The elevated IgG4 is a consequence of this skewed T-cell response, not merely a marker of the disease. The plasma cell infiltration and the TGF-beta-driven scarring work together to create the mass-forming lesions and tissue destruction that define IgG4-RD. This interplay between specific T-cell subsets and their cytokine output drives the systemic nature and pathological features of the condition.

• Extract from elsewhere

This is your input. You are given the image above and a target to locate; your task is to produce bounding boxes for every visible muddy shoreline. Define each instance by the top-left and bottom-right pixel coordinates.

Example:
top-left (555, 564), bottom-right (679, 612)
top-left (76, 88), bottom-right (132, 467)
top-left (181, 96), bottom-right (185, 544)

Non-RD Conditions Associated with Elevated IgG4

Although IgG4-RD is the most common cause of significant IgG4 elevation, other conditions can also lead to increased serum levels. These alternative causes are important to consider, as they sometimes mimic the clinical or laboratory findings of IgG4-RD. Elevated IgG4 is often observed in chronic allergic diseases, reflecting its normal “blocking” function.

Increased IgG4 levels are frequently seen in patients with severe atopic dermatitis, chronic asthma, and allergic rhinitis, especially those undergoing allergen-specific immunotherapy. Parasitic infections, such as chronic infestations like filariasis, also stimulate a robust immune response that includes a marked increase in IgG4 production. This response is thought to be an attempt by the immune system to dampen the chronic inflammation caused by the parasite.

Some autoimmune conditions, certain cancers, and plasma cell disorders can also be associated with elevated IgG4. Examples include primary sclerosing cholangitis and multicentric Castleman disease. In these situations, the elevation is typically less pronounced, and the overall clinical and pathological picture differs significantly from the fibroinflammatory pattern of IgG4-RD.